In terms of print resources, we have already seen the publication of Elizabeth Sklar and Donald Hoffman's King Arthur in Popular Culture (McFarland), which includes a number of informative essays including those by list members Dan Nastali (on music) and Jason Tondro (on comics); Alan Lupack's New Directions in Arthurian Studies (D. S. Brewer), a collection based on papers presented at the Camelot 2000 conference held in 2000 at the University of Rochester (home of The Camelot Project online resource <http://www.lib.rochester.edu/camelot/cphome.stm>); Arthur Groos and Norris J. Lacy's Perceval: A Casebook (Routledge) with essays on film and fiction; and Kevin J. Harty's Cinema Arthuriana: Twenty Essays, Revised Edition (McFarland), the essential reference for Arthurian film studies.
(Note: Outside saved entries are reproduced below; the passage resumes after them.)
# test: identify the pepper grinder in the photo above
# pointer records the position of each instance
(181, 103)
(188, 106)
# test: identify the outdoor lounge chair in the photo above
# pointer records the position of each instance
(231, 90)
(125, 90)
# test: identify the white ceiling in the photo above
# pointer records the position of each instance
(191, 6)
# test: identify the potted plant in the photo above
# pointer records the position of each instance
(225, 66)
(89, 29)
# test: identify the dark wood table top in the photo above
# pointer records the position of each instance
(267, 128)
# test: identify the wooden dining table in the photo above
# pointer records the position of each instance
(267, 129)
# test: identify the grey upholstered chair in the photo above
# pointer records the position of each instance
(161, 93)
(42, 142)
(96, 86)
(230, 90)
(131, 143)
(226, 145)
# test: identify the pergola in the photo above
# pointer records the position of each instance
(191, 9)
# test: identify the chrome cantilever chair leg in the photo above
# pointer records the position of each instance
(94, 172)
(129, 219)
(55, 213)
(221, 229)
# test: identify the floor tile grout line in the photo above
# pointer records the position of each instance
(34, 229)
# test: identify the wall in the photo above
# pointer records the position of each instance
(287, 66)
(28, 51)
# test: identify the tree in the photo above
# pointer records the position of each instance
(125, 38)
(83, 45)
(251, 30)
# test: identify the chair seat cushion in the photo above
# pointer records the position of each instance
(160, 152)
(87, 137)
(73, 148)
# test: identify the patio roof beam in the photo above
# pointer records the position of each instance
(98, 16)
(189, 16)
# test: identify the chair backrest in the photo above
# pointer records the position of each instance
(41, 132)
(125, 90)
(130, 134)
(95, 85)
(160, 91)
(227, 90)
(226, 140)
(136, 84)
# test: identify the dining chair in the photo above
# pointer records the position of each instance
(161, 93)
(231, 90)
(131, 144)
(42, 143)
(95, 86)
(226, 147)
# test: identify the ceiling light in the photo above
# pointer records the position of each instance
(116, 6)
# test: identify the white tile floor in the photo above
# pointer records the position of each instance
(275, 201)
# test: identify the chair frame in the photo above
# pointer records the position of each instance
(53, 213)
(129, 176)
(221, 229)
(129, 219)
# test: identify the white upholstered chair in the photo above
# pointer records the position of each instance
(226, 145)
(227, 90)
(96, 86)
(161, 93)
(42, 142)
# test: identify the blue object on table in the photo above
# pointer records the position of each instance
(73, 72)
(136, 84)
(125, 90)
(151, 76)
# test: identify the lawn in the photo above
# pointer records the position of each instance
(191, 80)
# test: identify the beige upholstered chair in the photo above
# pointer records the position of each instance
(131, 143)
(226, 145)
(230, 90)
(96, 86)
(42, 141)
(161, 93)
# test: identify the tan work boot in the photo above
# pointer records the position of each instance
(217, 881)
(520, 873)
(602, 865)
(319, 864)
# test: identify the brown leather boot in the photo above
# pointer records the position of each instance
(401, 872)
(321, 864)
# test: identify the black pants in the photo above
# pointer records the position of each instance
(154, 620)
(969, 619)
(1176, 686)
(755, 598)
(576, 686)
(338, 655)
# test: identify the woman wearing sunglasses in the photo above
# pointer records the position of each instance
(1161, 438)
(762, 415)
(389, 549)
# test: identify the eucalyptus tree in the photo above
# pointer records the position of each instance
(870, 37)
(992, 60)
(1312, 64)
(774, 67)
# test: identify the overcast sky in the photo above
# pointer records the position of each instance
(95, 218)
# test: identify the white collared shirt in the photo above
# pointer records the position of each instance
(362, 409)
Later this year, D. S. Brewer will publish a collection on the Arthurian legend in music.
On a more personal note, I have recently completed an essay on the return of King Arthur in the comics for a new book on Arthurian juvenilia for Palgrave Macmillan edited by Barbara Tepa Lupack (co-editor of King Arthur in America). The essay is a revision of a paper I presented at Camelot 2000. This version covers Arthur's return through reenactment (including a nice section on the X-men) and substitution, and with the editor's permission it will be uploaded to the comics list "files". Also, I have recently received word that my paper on Merlin in the comics has been accepted for inclusion on a panel at the International Medieval Conference next May at Kalamazoo. The panel is on Arthurian illustration and sponsored by the North American Branch of the International Arthurian Society.
Lastly, does any one else have any good news about publications? I'm starting work on a listing of scholarship on twentieth-century (and twenty-first-century) Arthuriana for the popular culture list home page <http://home.att.net/~mtorregrossa/arthpchome.htm>, and I'd like to be as comprehensive as possible. You can also send information on other periods as well. Arthurian studies are a continuing tradition, and this list will not discriminate between periods.